Suggestion: Adevection case 3 input

[jonny97]

Hi Professor Lu, thanks for the well-written codes. I am reading the advection data generation code, case 3, where the input function is defined to be a square wave plus a continuous bump, the following are your parameter setting:

    c1 = 0.1 * rng.random() + 0.2  # [0.2, 0.3]
    w = 0.1 * rng.random() + 0.1  # [0.1, 0.2]
    h1 = 1.5 * rng.random() + 0.5  # [0.5, 2]
    c2 = 0.1 * rng.random() + 0.7  # [0.7, 0.8]
    a = 5 * rng.random() + 5  # 1 / [0.1, 0.2] = [5, 10]
    h2 = 1.5 * rng.random() + 0.5  # [0.5, 2]
    pde = Advection_v2(0, 1, c1, w, h1, c2, a, h2)

Thus, the c2 + a / h2 could be bigger than 1. In pde.solve code, seems like this case is never handled, and because of the periodic boundary condition assumption, the current implementation may have the following inputs:
Initial condition:

solution at t = 29/40

which means currently, the initial boundary will always be 0, which is not ideal (shall not be a big concern though).
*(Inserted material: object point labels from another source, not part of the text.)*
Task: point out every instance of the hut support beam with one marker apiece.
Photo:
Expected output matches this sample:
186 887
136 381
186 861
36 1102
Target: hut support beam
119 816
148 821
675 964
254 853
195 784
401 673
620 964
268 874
I am not sure if this is intended. Please let me know if there are some reasons behind this, thanks!

[lululxvi]

What do you mean the initial boundary will always be 0?

[jonny97]

Sorry for the confusion. The initial condition in advection, case 3, according to the paper is:

$$u_0(x) = h_1 1_{(c_1 - \frac{w}{2}, c_1 + \frac{w}{2})} + \sqrt{\max(h_2^2 - a^2(x-c_2)^2, 0)}$$

with periodic boundary condition. In the code, $$a\in[5,10], h_2 \in [0.5,2], c_2 \in [0.7, 0.8]$$.
For example, if $c_2 = 0.8, a = 5, h_2 = 2$, for the second term to be nonzero, we have $x \in [0.4,1.2]$. The problem occurs at the boundary, $x=1$, $u_0(1)$ will be nonzero in this case but $u_0(0)$ is always zero with the current choice of $c_1, w$.
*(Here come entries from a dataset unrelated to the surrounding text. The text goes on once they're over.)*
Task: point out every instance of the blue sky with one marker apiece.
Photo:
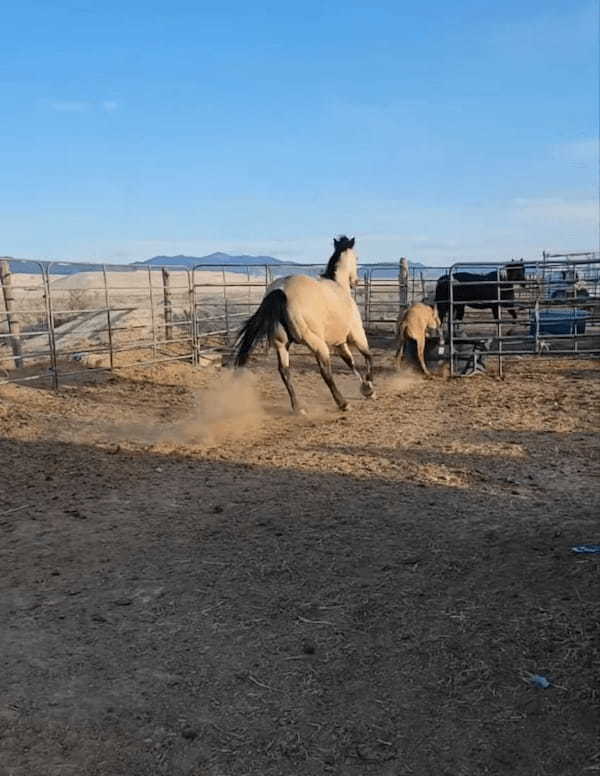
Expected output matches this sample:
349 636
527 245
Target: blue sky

In the current implementation, $u_0(1)$ is not computed as we are using the periodic boundary, but this will lead to a jump of discontinuity in the function definition. The plot I attached in this initial post gives such an example. I am not sure if this is intended.

[lululxvi]

Good catch. We don't intend to have the jump, but it is not a problem in practice, because the network can learn the jump.